Under the EU Biotech Directive and the European Patent Convention (EPC), plant varieties and essentially biological processes for the production of plants are not patentable. Plant varieties can be protected by “plant variety rights”, which grant exclusivity to the right holder while leaving room for others to use the protected material as a starting point for further breeding (the breeders’ exemption).

The EPC is a non-EU convention and the Biotech Directive was implemented in the EPC by the EPC Implementing Regulations. Those Regulations also provide that the examining and opposition divisions of the European Patent Organisation (EPO) use the Directive as a supplementary means of interpretation when examining European patents and patent applications for EPC compliance. In addition, the EPO Guidelines provide that judgments of the Court of Justice of the European Union on the interpretation of the Directive may be “considered as being persuasive”.

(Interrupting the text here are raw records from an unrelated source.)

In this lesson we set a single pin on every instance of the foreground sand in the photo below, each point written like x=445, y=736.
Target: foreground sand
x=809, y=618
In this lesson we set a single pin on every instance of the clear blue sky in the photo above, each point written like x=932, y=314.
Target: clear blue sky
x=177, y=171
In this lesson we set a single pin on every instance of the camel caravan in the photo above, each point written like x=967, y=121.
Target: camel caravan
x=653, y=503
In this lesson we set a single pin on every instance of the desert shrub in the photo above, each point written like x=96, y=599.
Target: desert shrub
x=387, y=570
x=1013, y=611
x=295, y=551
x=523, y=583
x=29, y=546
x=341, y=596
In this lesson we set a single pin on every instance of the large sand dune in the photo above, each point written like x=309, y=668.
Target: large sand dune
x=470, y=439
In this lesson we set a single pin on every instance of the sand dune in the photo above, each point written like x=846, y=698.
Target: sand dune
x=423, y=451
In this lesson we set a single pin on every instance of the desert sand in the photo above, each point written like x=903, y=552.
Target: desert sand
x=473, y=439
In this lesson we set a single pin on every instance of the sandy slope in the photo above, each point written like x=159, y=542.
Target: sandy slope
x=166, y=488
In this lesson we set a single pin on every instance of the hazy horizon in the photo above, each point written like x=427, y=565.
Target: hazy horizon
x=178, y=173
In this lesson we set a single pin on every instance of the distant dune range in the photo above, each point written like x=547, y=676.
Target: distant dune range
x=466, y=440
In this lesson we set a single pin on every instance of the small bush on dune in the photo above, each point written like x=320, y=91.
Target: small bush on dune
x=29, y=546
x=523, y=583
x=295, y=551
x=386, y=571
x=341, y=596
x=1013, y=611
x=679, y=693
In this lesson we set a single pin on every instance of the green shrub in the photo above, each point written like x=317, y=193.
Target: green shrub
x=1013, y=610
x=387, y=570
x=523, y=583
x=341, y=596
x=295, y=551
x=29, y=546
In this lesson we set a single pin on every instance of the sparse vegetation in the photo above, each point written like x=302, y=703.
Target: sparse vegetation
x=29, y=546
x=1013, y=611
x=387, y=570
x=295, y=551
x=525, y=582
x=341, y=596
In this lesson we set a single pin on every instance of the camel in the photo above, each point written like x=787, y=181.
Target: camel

Also take note of this Turkish law firm writing about the EPC in relation to Turkey; this was published already in IAM and we took note of it the other day. We bemoaned the wrong assumption that the EPO was still following and obeying the EPC; the judges whose job it is to enforce this have already complained openly that they are unable to do it under Battistelli.

Battistelli’s men have already gloated that they would disregard court rulings, they pretty much ignore ILO rulings, and much like Recep Tayyip Erdoğan they oust or drive to exile judges whom they don’t agree with.